“I’m a Batman” quipped Ranjit Mahato in a training session of Teach For Nepal (TFN), when he was asked to share something about himself. Ranjit not only broke the ice in the training session of the TFN, but also gave a new perspective about how a youth with a mission should see himself. Born in Sonigama VDC of Dhanusha district, Ranjit attended a village primary school, and later moved to Janakpur for secondary and higher secondary education. Thenafter, he completed his B.Tech in Electronics and Communication from NIT Jalandhar.
After B.Tech, he got a well-paid job in India, but there was an inner-calling which had higher value than any monetary value he could have gained by staying in India for the job like the rest of his colleagues. Subsequently, he left for Nepal.
Hailing from a village, he has firsthand experience of educational discrimination in Nepal. Implicitly, it can be claimed without any doubt that the quality of education in cities is better than the villages in Nepal. After returning, he was looking for some educational job, he came across TFN whose vision aligned with his. He applied for TFN’s fellowship, and thus began his journey towards eradication of educational discrimination in Nepal. Despite the initial disapproval from his family, he managed to convince them on his take up of the the TFN fellowship. An electronic and communication engineer, Ranjit, started his journey in educational sector from the TFNs’ fellowship and hasn’t stopped even though the fellowship has already ended.
Teaching is not a lucrative job in Nepal. An engineer, who can easily get better paying jobs would usually never settle for a teaching job. But this sweeping generalization would not apply to some exceptional cases like that of Ranjit’s. For him there are bigger things in life than monetary gain. According to him, his biggest achievement is the relation that he builds with his students and fellow teachers. He further says, “Even if I may not have changed the lives of all of my students, the 10 children that I have changed will change the lives of 100 others, who in turn will change the lives of 10,000, who in turn will change the lives of 1 lakh others, and the cycle will continue.”
Out of passion for teaching, Rajit does not limit himself to being a good tutor only in the classroom, “My day used to start with my students coming to my room to wake me up,” he shares with a smile. And, “.. ended with in evenings with a table tennis or cricket games with my students.”

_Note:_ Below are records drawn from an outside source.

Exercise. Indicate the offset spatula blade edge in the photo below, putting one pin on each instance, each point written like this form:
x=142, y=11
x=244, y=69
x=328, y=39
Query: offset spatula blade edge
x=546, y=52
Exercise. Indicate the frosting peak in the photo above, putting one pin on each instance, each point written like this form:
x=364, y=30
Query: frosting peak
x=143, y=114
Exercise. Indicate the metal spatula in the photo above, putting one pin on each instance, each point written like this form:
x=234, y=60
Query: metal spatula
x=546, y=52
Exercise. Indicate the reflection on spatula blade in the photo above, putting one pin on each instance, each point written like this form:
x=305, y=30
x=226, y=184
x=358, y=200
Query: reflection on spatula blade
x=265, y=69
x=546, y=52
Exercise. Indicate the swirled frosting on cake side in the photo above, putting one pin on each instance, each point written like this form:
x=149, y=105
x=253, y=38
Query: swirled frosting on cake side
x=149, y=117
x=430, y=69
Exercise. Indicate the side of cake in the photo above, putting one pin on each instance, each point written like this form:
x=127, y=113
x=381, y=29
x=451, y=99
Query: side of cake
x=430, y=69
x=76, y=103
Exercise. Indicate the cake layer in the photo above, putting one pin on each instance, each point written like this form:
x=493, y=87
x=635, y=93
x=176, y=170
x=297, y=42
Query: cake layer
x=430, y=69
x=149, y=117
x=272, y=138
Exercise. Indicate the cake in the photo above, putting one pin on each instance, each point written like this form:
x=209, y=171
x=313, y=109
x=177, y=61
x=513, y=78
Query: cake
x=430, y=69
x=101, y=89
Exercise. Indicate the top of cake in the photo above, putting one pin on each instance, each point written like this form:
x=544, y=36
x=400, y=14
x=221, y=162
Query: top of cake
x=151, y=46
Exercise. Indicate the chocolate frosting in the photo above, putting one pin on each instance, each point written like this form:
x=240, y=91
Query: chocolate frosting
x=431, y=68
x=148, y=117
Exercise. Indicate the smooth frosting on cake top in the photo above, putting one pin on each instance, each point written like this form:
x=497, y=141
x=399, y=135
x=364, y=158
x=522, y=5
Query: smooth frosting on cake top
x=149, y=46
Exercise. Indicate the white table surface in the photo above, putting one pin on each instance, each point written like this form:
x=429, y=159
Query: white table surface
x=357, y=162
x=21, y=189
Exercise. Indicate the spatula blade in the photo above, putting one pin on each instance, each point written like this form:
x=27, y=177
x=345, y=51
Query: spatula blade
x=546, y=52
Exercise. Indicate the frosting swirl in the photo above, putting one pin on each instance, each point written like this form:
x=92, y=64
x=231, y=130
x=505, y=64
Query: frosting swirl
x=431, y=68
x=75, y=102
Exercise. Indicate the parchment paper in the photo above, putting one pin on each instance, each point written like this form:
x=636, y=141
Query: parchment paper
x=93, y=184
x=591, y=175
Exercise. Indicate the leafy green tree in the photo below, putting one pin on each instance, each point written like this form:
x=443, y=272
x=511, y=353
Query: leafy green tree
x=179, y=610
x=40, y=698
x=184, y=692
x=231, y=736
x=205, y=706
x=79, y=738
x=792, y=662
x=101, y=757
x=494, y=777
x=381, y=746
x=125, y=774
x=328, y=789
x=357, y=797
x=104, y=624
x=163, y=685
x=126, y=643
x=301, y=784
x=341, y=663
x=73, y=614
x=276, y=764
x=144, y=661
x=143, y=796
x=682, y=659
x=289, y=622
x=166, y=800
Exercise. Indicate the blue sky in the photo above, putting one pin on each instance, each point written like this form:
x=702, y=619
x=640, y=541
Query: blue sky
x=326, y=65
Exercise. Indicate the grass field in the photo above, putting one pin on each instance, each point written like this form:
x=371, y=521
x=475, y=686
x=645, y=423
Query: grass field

Ranjit’s passion of teaching is not only limited to a classroom but rather he also mentors students outside of a classroom and serves as a guardian to the students. He says, “Bonding that I have had with students feel more like a guardian and his children, rather than a typical student-teacher relationship. They felt secure sharing their problems with me; they trusted me a lot and shared almost anything with me.” While teaching students mathematics in his village via the TFN fellowship, he focused not only on exams and marks, but on their long-term life skills.
In addition to helping students in classrooms and extracurricular activities, Ranjit helps them organize and encourages them to participate in competitions to become better leaders. “When my students wanted to play football, I got their team registered. Why do things only for fun when you can combine both competition and fun so that it can prepare you better for the ever increasing competitive world!”
His fellowship in TFN inspired him further towards a life goal of working in the educational sector. Ranjit solemnly says, “I really enjoyed the TFN fellowship and felt like I was making a significant contribution through my work, and it inspired me to continue working in the field of education.”
After his fellowship, Ranjit joined HELP (Helambu Education and Livelihood Partnership) as EQuIP (Education Quality Improvement Program) Development Officer to continue where he had left at the end of TFN’s fellowship. Based on his experience at TFN, he now focuses on developing a program to attain quality education in various remote schools. Ranjit is also involved in the selection process of students getting scholarship for higher education after SLC. This year, HELP has provided scholarship to some 73 students. In addition, Ranjit personally raised funds to help financially weak and good students from the school he was teaching previously. Currently, Ranjit is helping two students with full scholarship and few partial scholarship. He has further pledged to provide three more scholarship to students who are studying back in the village. He is hopeful that in forthcoming year, the number of students getting scholarship will increase and more students will be able to continue with their higher education.
Not all heros wear cape. Not all hero have a fan following but youths like Ranjit are the Batman of our society. They are not fighting crimes in any dramatic ways, but instead are taking our society towards the direction where crime organically dies out and no one is hurt.
“Even if I changed the life of one child, for me that is my success,” he states. “I can’t change everything, ma superhero ta hoina ni ta,” quips our Batman.